MHKiT-Software / MHKiT-Python

MHKiT-Python provides the marine renewable energy (MRE) community tools for data processing, visualization, quality control, resource assessment, and device performance.
https://mhkit-software.github.io/MHKiT/
BSD 3-Clause "New" or "Revised" License
47 stars 45 forks source link

Add pd.DataFrame as allowed input to functions #34

Closed rpauly18 closed 1 year ago

rpauly18 commented 4 years ago

pd.DataFrames should be allowed as input for functions due to the fact that DataFrames are the output for many functions.

First example of this issue is capture_length only allows for nd.array or pd.Series, while the energy_flux function returns a pd.DataFrame. The output of energy_flux is the input for capture_length. Other functions should be checked for the same issue.

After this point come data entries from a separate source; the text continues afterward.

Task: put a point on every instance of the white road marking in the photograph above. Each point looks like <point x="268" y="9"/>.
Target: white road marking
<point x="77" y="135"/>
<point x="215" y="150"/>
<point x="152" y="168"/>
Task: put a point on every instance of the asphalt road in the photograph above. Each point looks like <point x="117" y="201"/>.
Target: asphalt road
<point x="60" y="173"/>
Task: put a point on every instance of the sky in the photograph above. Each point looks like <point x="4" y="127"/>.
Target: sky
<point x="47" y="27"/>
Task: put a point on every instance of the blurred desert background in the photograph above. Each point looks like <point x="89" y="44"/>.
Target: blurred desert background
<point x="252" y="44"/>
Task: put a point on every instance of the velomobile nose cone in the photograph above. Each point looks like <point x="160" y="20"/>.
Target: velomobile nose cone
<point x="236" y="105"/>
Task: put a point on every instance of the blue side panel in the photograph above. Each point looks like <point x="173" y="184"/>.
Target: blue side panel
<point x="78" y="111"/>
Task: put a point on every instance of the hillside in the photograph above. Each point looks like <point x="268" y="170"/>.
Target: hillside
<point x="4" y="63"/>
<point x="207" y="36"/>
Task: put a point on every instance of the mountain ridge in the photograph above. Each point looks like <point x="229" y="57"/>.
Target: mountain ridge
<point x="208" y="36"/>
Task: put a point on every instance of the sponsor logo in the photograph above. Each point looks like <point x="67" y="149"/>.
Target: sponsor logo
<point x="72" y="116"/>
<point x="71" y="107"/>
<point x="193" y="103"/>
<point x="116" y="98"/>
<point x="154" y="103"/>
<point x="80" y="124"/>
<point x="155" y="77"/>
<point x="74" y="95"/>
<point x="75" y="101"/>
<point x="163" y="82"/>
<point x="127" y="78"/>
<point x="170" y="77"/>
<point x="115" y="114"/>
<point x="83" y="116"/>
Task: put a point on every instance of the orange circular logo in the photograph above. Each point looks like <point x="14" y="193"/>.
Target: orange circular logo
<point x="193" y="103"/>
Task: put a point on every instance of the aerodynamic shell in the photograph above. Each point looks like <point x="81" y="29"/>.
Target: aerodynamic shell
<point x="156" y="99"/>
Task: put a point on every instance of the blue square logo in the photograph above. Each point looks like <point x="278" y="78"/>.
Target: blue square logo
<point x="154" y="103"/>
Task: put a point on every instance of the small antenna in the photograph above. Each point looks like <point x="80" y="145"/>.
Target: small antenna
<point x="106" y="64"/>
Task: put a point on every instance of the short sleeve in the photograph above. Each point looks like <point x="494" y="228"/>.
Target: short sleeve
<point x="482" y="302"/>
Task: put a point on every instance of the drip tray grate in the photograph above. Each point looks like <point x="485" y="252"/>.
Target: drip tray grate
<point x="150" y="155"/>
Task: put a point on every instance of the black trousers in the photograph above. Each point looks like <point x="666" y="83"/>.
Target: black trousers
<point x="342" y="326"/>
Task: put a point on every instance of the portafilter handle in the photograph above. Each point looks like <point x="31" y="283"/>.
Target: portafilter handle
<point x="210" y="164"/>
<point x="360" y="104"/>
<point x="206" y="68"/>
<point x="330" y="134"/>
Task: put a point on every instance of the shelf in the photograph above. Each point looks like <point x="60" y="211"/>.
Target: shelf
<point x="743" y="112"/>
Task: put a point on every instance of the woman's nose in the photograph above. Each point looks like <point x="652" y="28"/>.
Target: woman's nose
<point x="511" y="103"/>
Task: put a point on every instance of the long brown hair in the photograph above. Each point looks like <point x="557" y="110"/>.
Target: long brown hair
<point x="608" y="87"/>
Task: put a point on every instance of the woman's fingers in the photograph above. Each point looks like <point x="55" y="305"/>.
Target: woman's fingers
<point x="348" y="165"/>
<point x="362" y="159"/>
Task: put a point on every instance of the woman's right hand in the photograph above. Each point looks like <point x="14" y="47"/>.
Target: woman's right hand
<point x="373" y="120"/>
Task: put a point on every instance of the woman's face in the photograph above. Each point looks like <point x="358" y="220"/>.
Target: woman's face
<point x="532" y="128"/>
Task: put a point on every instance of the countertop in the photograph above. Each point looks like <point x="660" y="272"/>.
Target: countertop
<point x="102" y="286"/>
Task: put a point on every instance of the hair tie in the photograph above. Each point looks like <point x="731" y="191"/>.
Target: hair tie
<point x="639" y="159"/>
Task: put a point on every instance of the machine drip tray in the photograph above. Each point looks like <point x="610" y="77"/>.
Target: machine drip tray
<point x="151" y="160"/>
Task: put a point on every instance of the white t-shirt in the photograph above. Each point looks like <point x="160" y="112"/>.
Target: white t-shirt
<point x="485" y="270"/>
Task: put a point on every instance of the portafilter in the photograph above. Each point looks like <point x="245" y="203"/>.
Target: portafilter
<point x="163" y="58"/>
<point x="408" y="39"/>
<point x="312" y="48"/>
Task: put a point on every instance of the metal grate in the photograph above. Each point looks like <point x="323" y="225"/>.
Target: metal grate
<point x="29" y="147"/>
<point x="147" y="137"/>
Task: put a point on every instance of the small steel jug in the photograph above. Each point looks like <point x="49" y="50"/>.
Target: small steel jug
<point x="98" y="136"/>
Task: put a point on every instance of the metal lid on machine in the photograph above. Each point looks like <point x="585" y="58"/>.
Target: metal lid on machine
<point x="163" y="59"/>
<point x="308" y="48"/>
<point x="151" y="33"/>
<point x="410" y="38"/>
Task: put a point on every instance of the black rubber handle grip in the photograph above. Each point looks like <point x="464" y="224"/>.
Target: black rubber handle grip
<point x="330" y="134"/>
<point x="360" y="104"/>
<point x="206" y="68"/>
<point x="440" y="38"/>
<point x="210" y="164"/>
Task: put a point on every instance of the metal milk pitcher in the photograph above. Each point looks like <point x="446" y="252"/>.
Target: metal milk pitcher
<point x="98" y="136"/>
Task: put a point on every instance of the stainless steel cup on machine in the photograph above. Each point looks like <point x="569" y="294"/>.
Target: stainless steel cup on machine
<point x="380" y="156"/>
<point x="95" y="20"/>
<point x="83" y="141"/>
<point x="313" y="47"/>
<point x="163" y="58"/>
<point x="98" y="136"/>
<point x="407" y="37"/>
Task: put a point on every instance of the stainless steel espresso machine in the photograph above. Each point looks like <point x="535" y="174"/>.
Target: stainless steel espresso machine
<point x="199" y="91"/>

Functions to be changed: capture_length capture_length_matrix wave_energy_flux_matrix

ssolson commented 4 years ago

Hey Rebecca. As a recap, I had DataFrames as inputs to functions in the River module. This implementation was rejected due to the need to have reserved column names.

If I understand correctly what you are proposing would have the same issue e.g. the user would need to specify what column names to use in the DataFrame in a dictionary or list or have a reserved name that the function expects when a DataFrame is passed. If so I would not be in favor of this implementation.

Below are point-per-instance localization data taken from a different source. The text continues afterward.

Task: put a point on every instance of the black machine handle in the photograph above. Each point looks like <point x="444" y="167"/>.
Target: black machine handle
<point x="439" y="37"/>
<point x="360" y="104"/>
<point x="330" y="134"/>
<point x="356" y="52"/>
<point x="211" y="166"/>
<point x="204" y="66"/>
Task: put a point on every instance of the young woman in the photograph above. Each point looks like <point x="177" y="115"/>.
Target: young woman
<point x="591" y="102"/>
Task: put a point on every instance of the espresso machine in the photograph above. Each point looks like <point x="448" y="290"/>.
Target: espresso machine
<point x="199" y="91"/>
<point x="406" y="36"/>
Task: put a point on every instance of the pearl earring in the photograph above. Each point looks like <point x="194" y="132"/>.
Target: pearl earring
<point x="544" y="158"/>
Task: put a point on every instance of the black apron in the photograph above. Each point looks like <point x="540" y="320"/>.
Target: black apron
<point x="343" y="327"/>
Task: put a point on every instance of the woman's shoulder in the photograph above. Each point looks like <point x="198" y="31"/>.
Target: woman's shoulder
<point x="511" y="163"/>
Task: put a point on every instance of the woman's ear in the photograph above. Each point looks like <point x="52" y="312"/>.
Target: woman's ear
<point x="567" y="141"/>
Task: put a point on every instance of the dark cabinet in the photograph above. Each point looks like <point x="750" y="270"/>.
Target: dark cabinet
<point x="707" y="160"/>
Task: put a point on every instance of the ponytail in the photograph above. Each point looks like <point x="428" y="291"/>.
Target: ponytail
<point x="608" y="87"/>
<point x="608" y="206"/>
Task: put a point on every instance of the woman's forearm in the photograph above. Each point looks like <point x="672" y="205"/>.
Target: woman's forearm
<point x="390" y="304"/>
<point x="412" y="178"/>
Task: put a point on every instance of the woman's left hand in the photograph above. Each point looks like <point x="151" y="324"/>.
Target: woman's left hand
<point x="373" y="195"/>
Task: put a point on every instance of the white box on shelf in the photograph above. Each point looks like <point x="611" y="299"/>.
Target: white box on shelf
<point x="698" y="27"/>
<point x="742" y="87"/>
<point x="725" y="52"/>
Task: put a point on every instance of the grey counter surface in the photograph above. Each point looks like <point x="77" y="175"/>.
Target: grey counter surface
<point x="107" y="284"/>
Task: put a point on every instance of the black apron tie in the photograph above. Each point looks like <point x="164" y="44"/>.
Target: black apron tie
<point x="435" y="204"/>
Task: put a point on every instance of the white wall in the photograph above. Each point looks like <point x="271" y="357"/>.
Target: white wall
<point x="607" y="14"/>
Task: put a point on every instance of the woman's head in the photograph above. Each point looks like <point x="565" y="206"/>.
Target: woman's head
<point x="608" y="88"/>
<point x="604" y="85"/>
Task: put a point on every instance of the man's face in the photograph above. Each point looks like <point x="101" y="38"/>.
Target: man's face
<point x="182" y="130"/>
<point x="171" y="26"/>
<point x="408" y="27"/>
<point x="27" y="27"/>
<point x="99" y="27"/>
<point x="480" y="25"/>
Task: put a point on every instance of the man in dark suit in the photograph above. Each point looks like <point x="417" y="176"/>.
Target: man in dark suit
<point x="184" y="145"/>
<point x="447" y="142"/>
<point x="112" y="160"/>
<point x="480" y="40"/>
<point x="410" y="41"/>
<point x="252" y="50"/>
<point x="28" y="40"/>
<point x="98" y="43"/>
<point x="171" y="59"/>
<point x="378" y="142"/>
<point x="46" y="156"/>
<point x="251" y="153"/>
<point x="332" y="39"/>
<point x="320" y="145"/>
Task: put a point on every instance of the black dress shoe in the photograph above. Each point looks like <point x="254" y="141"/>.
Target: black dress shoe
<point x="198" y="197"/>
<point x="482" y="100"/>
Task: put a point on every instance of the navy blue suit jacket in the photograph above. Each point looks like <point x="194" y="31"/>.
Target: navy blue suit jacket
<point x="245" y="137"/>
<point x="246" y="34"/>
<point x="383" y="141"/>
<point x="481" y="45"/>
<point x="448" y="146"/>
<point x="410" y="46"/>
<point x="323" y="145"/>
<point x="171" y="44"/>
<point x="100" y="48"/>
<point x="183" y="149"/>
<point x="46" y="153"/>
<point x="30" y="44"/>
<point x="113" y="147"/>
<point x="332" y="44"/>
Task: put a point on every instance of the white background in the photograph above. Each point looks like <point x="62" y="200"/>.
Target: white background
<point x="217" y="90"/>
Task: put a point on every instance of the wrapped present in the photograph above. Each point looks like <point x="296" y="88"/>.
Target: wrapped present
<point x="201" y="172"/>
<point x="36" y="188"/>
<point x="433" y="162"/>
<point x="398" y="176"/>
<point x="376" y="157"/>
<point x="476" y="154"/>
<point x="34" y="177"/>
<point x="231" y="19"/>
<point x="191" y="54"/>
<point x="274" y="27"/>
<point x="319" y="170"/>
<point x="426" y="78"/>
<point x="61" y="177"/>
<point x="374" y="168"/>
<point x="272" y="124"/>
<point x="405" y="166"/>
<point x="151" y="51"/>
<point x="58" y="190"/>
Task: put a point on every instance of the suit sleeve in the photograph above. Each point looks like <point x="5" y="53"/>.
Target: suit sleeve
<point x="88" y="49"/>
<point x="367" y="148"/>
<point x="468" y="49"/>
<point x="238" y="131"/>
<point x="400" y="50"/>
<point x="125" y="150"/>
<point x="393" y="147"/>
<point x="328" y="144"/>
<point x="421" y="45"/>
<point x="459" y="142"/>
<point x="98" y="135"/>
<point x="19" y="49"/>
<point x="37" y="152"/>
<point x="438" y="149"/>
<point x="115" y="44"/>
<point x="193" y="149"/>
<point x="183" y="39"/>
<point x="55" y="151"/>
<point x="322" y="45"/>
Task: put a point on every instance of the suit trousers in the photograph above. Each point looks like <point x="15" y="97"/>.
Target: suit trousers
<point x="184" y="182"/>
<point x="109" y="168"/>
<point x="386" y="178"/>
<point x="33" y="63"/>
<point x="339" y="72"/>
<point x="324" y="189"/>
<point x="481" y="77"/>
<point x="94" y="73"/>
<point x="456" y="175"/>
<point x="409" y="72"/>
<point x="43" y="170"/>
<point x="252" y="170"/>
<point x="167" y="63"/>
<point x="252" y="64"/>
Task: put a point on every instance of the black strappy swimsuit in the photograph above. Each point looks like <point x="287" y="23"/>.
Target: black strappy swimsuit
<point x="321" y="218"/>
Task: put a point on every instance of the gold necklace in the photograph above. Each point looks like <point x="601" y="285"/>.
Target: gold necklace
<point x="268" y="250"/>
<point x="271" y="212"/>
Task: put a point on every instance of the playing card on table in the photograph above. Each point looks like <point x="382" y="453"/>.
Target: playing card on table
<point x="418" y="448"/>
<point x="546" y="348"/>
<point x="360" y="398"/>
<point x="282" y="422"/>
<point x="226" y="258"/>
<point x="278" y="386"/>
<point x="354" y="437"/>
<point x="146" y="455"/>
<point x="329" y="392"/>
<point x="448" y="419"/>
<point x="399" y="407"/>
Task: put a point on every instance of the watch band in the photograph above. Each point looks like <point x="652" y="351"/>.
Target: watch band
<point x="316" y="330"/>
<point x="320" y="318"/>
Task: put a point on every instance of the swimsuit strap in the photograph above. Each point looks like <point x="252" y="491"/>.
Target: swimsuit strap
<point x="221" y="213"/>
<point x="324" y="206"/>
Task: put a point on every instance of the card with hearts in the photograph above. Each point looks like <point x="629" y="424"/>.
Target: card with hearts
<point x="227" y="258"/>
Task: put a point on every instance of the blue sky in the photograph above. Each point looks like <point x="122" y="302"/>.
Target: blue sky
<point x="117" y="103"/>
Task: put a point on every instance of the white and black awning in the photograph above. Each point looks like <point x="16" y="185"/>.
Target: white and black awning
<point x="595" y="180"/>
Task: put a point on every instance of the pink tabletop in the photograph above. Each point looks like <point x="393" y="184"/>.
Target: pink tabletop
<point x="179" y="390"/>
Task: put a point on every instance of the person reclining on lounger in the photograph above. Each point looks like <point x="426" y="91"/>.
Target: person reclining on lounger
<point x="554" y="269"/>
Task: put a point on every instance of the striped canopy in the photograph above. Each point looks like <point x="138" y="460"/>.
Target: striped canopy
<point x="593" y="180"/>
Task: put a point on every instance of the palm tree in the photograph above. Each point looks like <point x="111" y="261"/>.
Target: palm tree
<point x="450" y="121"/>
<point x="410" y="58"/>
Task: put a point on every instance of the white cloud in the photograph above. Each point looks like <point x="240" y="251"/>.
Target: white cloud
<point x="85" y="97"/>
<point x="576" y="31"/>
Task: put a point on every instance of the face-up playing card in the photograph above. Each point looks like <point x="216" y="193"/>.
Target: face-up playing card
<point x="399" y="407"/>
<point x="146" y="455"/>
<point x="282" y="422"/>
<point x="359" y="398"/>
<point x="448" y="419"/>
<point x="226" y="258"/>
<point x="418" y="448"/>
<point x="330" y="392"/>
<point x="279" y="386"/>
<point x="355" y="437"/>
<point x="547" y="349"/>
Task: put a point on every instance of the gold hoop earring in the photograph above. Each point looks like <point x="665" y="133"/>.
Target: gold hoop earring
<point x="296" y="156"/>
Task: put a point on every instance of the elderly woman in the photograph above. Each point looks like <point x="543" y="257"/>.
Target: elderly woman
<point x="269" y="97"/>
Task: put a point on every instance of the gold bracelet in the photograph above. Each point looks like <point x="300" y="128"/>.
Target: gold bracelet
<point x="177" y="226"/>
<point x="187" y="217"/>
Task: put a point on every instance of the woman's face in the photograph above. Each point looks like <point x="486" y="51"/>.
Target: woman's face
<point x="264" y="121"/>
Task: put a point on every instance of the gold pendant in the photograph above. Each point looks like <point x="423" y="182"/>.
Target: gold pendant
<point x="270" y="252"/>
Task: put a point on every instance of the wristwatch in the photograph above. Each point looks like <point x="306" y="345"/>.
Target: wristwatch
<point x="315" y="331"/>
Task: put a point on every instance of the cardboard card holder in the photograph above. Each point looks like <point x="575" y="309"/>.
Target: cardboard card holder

I think it is okay to return a DataFrame with a column name specified by MHKiT because this can help with consistency in naming for MHKiT computed quantities. However, if you would prefer to return a series that could be okay with me as well. Let me know what you think and if I understand your proposal correctly.

rpauly18 commented 4 years ago

I think that would only be an issue if column names are being used for something in the function. If you are just applying some math for the df, it should not matter. Additionally, if you are passing two df, and you need to apply some math between them, we can change the column names to match within the function. We are implementing this in ac_power_three_phase and dc_power.

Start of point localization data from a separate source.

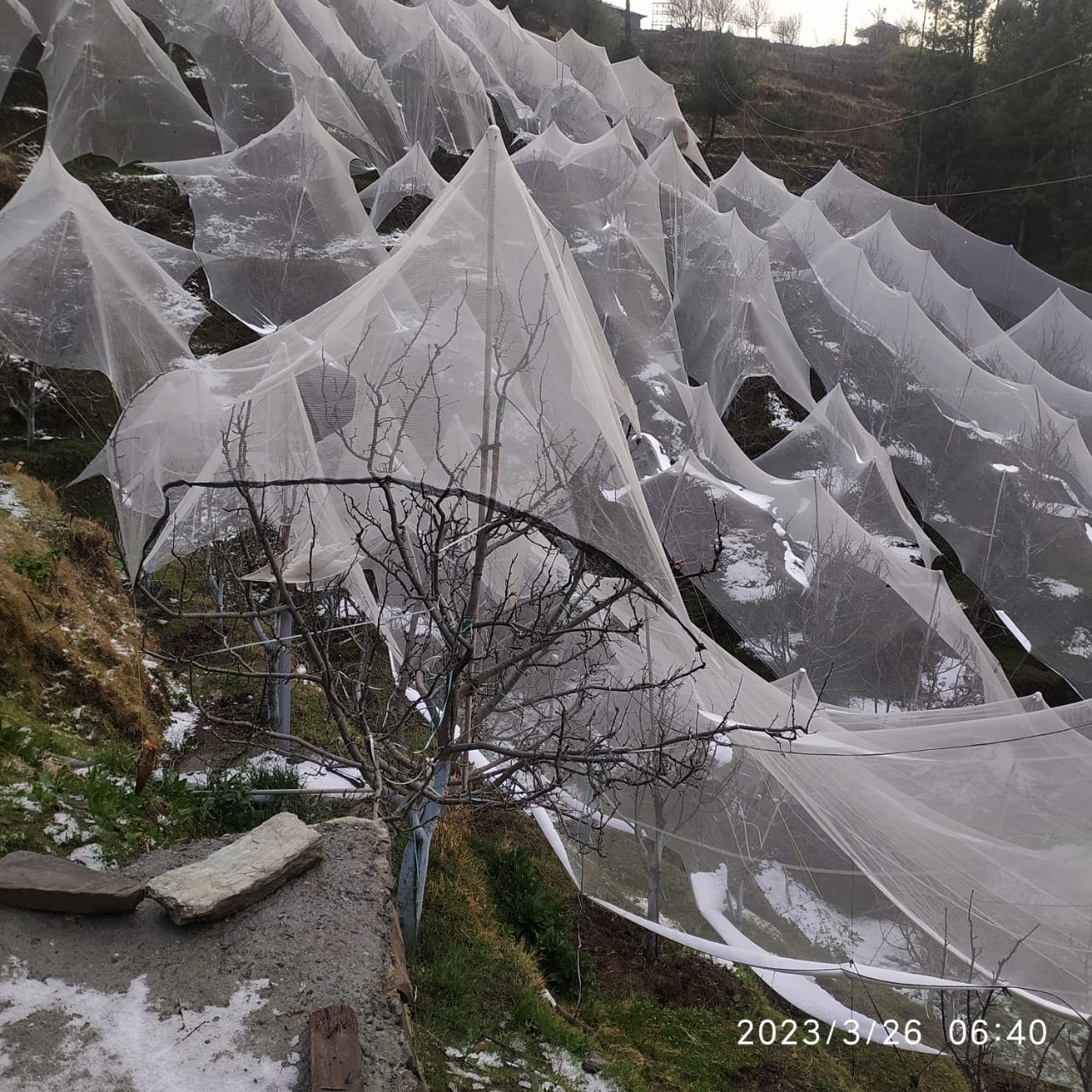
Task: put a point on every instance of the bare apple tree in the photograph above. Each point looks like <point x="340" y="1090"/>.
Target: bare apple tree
<point x="453" y="574"/>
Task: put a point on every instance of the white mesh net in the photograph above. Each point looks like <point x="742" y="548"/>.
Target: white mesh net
<point x="78" y="289"/>
<point x="412" y="176"/>
<point x="279" y="224"/>
<point x="1001" y="474"/>
<point x="441" y="96"/>
<point x="1007" y="283"/>
<point x="148" y="115"/>
<point x="16" y="30"/>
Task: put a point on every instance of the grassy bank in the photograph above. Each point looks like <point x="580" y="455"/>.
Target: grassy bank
<point x="502" y="923"/>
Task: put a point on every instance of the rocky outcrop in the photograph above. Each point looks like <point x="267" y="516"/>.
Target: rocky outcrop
<point x="38" y="881"/>
<point x="241" y="874"/>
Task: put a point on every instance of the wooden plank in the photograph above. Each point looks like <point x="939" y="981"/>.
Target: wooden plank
<point x="335" y="1049"/>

My main reason for this is to allow for the dataFrames that MHKiT creates to be able to be directly passed back into another MHKiT function without the user having to convert it to a pd.Series.

ssolson commented 4 years ago

Okay, so I think you are saying a user should be able to pass a DataFrame with a single column correct? Then, of course, the column name would not need to used and we could just grab the first column.

I think this may warrant further discussion on if we should only return series. Because I believe this would solve your problem as well.

rpauly18 commented 4 years ago

A while back Kate had begun working on methods to let MHKiT-Python know that it was MATLAB that was running it, which would allow for the Python functions to then be able to return Series if MATLAB is not running it. We should revisit those methods.